Thread: Getting electronic components
The idea above is not mine, Phil outlines it in the assembly guidance for his boards, but I adapted it to what I had - the coat hanger wire is a tad too thick but its all I had to hand. here are some more pics, showing one of the 1206-style chip capacitors in its protective strip and the chip held to the board by the wire device (but not finally positioned yet)
Last edited by irving2008; 15-08-2009 at 05:30 PM. Reason: spelling
I don't use SMD bits for soldering SMD - I use a pair of normally closed tweezers, and a soldering iron with a 1mm tip on it.
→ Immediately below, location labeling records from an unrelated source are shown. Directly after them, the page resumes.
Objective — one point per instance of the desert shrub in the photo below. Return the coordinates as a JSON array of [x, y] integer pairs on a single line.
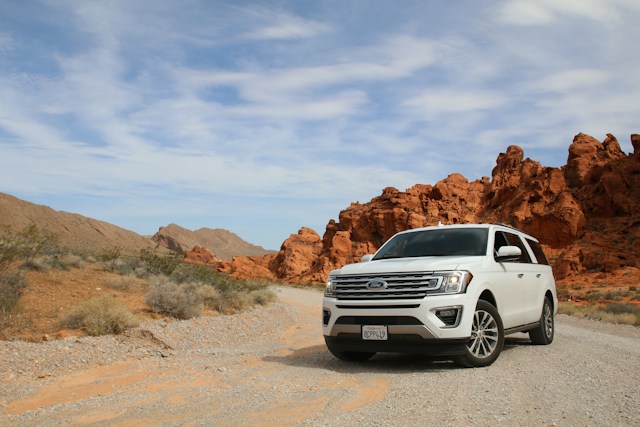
[[178, 300], [109, 257], [100, 316], [263, 296], [620, 313], [25, 245], [159, 264], [190, 273], [12, 285]]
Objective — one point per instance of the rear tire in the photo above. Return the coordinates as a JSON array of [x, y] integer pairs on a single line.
[[543, 333], [487, 337], [351, 356]]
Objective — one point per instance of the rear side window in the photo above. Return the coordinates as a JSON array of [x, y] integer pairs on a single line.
[[537, 251], [503, 238]]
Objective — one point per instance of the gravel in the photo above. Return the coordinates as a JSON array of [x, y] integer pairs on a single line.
[[269, 366]]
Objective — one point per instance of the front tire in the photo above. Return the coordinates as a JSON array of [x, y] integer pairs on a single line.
[[544, 332], [352, 356], [487, 337]]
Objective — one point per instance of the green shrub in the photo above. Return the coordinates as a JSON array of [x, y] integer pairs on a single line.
[[620, 313], [12, 285], [178, 300], [100, 316], [159, 264], [110, 257]]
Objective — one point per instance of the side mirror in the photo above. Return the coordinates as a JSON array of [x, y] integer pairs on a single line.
[[508, 254]]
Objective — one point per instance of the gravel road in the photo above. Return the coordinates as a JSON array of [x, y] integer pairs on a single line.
[[269, 366]]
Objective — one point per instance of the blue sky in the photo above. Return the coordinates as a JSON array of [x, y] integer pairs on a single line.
[[261, 117]]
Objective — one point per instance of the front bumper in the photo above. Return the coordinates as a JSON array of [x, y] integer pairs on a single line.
[[413, 326]]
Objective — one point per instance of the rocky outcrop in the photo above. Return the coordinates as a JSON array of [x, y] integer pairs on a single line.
[[223, 243], [73, 231], [586, 214]]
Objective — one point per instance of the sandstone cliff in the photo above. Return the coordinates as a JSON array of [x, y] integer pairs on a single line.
[[73, 230], [223, 243], [586, 214]]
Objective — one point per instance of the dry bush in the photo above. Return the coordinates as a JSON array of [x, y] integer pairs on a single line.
[[11, 287], [101, 316]]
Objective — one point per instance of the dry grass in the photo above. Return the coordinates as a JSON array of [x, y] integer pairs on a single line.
[[100, 316]]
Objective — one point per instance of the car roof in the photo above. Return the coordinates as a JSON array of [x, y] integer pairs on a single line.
[[485, 225]]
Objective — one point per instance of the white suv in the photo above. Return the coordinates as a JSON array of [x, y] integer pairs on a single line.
[[453, 290]]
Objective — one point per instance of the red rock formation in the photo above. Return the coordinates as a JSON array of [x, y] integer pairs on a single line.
[[200, 255], [586, 214]]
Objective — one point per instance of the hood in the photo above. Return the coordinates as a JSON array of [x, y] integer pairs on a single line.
[[403, 265]]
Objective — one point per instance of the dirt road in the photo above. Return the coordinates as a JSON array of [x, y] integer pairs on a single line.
[[270, 367]]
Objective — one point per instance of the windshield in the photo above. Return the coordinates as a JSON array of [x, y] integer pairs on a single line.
[[435, 242]]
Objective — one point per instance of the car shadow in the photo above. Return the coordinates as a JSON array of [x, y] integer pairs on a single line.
[[319, 357]]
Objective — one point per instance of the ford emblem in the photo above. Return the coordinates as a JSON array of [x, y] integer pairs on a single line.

Works very well (well enough for those 80-pin 0.5mm spaced PICs).
0604 is the smallest I've done for resistors, but I tend to use 0805s instead (and 1206 if I need a bit of current).
I did buy some 4-resistor 0402s for a project, and also to see how I get on with them.
Cheers guys. I need to know more so i will start a new tread tommorow on SMD. If its that easy then I can see this being worth while. SMD seems alot cheaper.......
Have you seen the guys on the net using hotel style toasters for smd?
The toasters are, to me, a bit of an overkill, and it's basically making your own reflow oven - it's good if you've got a lot of components to do, since they are done at the same time, but for the numbers I do, it's not something I need. The two key components (in addition to the tweezers) I have are a temperature controlled soldering iron (with plenty of power), and some desolder braid.
Although having said that, I do have some (prospective) projects that have a large component count, and would benefit from it.